Sir Ken Dodd's widow sold his life work to a top West End producer

Sir Ken Dodd's life story is expected to become a stage show credit:Bang Showbiz
Sir Ken Dodd's life story is expected to become a stage show credit:Bang Showbiz

Sir Ken Dodd’s widow has sold the rights to his jokes to a West End producer.

Lady Anne Dodd - who spent 40 years with the comic but only married him two days before his death at the age of 90 in 2018 - gave away her husband’s life work for an undisclosed sum to Michael Harrison.

Speaking to the Daily Mail’s Baz Bamigboye, the legendary one-liner comic’s widow explained she was “thrilled and delighted” that the ‘Joseph and the Technicolor Dreamcoat’ producer was taking “Ken’s story to the stage.”
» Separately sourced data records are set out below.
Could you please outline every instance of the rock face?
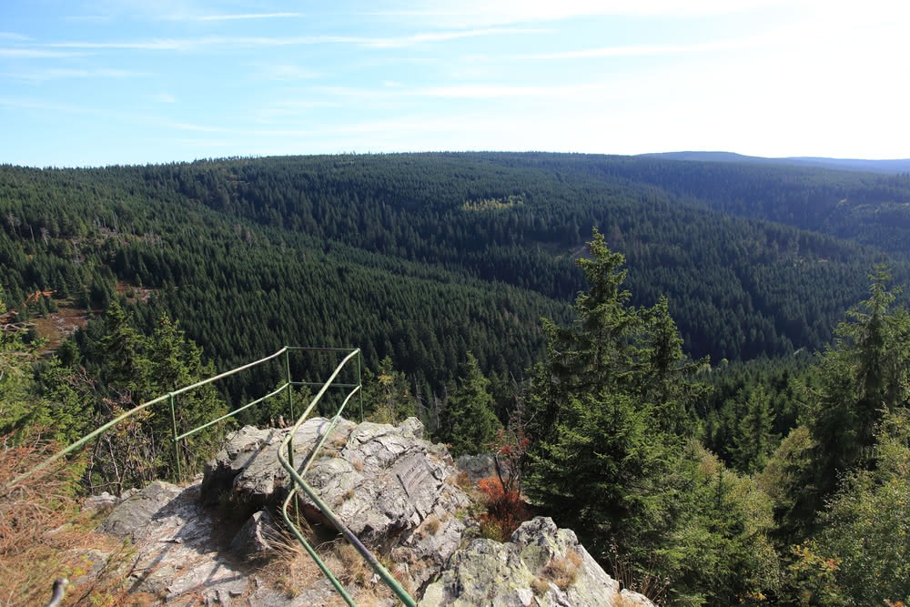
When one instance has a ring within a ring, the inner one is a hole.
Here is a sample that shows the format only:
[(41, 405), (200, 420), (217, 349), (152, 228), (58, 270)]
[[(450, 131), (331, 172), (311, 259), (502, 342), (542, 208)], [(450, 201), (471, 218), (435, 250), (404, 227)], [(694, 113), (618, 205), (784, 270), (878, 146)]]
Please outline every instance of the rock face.
[(452, 556), (440, 579), (426, 590), (421, 607), (452, 605), (652, 605), (620, 592), (575, 533), (552, 519), (521, 524), (506, 543), (474, 540)]
[[(462, 455), (455, 461), (460, 472), (468, 475), (468, 480), (476, 484), (480, 479), (496, 476), (496, 460), (492, 453)], [(507, 481), (509, 471), (502, 467), (502, 475)]]
[(136, 547), (131, 592), (226, 605), (248, 593), (248, 572), (219, 550), (220, 529), (199, 505), (198, 484), (182, 489), (157, 481), (115, 508), (101, 530), (128, 536)]
[[(328, 420), (313, 418), (298, 430), (298, 469), (328, 428)], [(248, 426), (237, 432), (206, 466), (203, 501), (213, 503), (227, 494), (253, 510), (278, 507), (287, 497), (288, 475), (277, 449), (287, 431)], [(454, 483), (448, 451), (422, 434), (414, 418), (399, 427), (339, 420), (304, 477), (361, 541), (403, 563), (415, 587), (438, 573), (458, 548), (465, 527), (453, 514), (469, 504)], [(305, 494), (301, 503), (308, 518), (324, 521)]]
[[(316, 418), (295, 434), (298, 469), (328, 428)], [(276, 450), (288, 431), (243, 428), (208, 463), (201, 481), (186, 488), (156, 481), (117, 503), (101, 529), (136, 546), (126, 570), (130, 592), (172, 604), (323, 605), (338, 599), (320, 573), (294, 596), (263, 576), (268, 562), (261, 557), (275, 551), (283, 531), (274, 515), (288, 479)], [(550, 519), (524, 523), (510, 542), (474, 540), (459, 550), (466, 531), (459, 515), (469, 498), (454, 482), (458, 470), (445, 448), (422, 434), (414, 419), (399, 427), (340, 420), (305, 475), (361, 541), (396, 563), (412, 594), (423, 595), (420, 604), (617, 604), (617, 583), (572, 531), (558, 530)], [(109, 507), (112, 499), (96, 501)], [(212, 508), (216, 503), (221, 507)], [(318, 529), (322, 515), (315, 504), (306, 496), (300, 503)], [(246, 521), (231, 523), (226, 504), (234, 511), (240, 509)], [(624, 604), (636, 604), (631, 593), (623, 597)]]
Anne said: “It will be a tattyfilarious celebration of laughter and happiness.”

Michael - who also has worked on ‘Oklahoma!’ and ‘Bedknobs and Broomsticks’ - realised that the ‘An Audience With…” funnyman was “in a class of his own” after his grandfather took him to see him perform in the flesh as a child and is looking forward to immortalising Ken on stage.

He said: “I saw him on TV, but it was seeing him live that made you realise he was a comic artist in a class of his own."
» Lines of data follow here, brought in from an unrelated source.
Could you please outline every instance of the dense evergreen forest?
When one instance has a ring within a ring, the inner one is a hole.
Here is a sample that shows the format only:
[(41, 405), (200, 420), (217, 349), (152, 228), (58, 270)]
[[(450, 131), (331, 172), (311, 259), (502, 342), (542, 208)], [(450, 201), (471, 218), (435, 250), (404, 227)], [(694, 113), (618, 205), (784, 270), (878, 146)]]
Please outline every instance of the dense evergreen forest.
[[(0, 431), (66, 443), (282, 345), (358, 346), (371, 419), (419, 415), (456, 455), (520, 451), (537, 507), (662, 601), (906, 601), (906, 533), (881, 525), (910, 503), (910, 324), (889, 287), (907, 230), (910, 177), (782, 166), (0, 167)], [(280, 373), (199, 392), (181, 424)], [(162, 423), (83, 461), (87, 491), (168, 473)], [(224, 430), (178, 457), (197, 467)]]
Michael outlined that the sale entails “everything written down, filmed and recorded… even witticism scribbled down on scraps of paper" and is now focusing on finding the right actor to take the top billing.
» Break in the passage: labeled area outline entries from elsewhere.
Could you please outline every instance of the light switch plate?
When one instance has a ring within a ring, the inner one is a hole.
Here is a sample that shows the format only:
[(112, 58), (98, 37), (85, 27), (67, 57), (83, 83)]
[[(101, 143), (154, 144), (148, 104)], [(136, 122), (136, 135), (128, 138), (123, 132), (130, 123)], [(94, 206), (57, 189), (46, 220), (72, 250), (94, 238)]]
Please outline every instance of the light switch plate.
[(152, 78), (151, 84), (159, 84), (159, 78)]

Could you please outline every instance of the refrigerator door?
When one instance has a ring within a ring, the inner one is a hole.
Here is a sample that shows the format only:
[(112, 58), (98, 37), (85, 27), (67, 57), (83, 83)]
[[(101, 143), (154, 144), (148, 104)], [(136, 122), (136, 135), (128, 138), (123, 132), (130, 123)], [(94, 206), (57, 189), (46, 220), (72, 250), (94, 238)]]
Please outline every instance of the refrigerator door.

He said: “The key is going to be: 'How do you cast a genius?' But that worry can be attended to once the show is written."

To kick off the creative process, Michael intends to hire a playwright, who he would take to talk with Lady Anne, explore Knotty Ash in Liverpool - where Ken was born and raised - and then write a show, a process expected to take "two or three years".

Recently, Lady Anne shared how Ken was “a romantic person” as she opened up about their correspondence in the early days of the pair's relationship during the 1970s.

She said: “He was a romantic person. I got wonderful cards. He used to leave messages around for me to find. He was a bit of a tease as well. He got a rubber spider once and put it on the back of my shoulder because I hate spiders. But most of the time at home he was quite serious. Comedy is serious work.”